(Carlos Drummond)
Sob este melancólico título Carlos Drummond publicou uma crônica no Correio da Manhã, recolhida depois no livro Passeios na Ilha (1952), e nela meditava sobre o destino do escritor brasileiro que tem um emprego público. Como se sabe, dois terços do nosso cânone na poesia, no romance e no conto foram produzidos por indivíduos que ganhavam a vida como: 1) funcionários públicos; 2) professores; 3) jornalistas. Em tempos mais recentes, 4) publicitários; 5) advogados. A fatia mais estreita corresponde a todas as outras profissões, inclusive a fugidia espécie do “escritor em tempo integral”.
Há medidas modernizadoras (diz o poeta) para evitar que funcionários desviem seu tempo de expediente para atividades menos confessáveis (ele lembra que Lima Barreto “escrevia romances nas costas do papel almaço, usado, da repartição”). O escritor-funcionário, porém, não deixará de escrever por isto: “escreverá na hora do sono ou da comida, escreverá debaixo do chuveiro, na fila, ao sol, escreverá até sem papel”.

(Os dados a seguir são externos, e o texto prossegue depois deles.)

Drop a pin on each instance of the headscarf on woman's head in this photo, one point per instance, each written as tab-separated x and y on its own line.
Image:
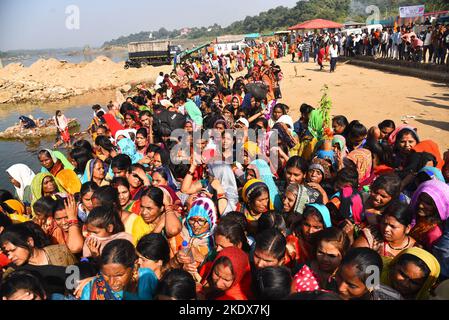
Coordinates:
362	158
19	210
112	123
323	165
315	125
250	186
128	147
203	208
69	181
223	172
36	185
430	261
252	148
58	155
89	171
286	119
433	173
169	193
432	148
246	103
241	286
438	191
349	203
223	122
305	196
263	172
124	133
341	141
22	174
324	212
394	134
238	97
326	155
16	205
170	181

Drummond falava de cátedra, e para ele o escritor-funcionário tem que estar equidistante do miserê e do pleiboísmo: “O emprego do Estado concede com que viver, de ordinário sem folga, e essa é condição ideal para bom número de espíritos: certa mediania que elimina os cuidados imediatos, porém não abre perspectiva de ócio absoluto. O indivíduo tem apenas a calma necessária para refletir na mediocridade de uma vida que não conhece a fome nem o fausto.”
O poeta reconhece a floração do talento em outros temperamentos, como o boêmio ou o escritor faminto de mansarda, mas adverte: “aqui se trata de certo tipo de criador literário, aquele que não ama velejar pelos mares lendários nem ancorar à sombra do botequim: o escritor-homem comum, despido de qualquer romantismo, sujeito a distúrbios abdominais, no geral preso à vida civil pelos laços do matrimônio, cauteloso, tímido, delicado. A organização burocrática situa-o, protege-o, melancoliza-o e inspira-o”.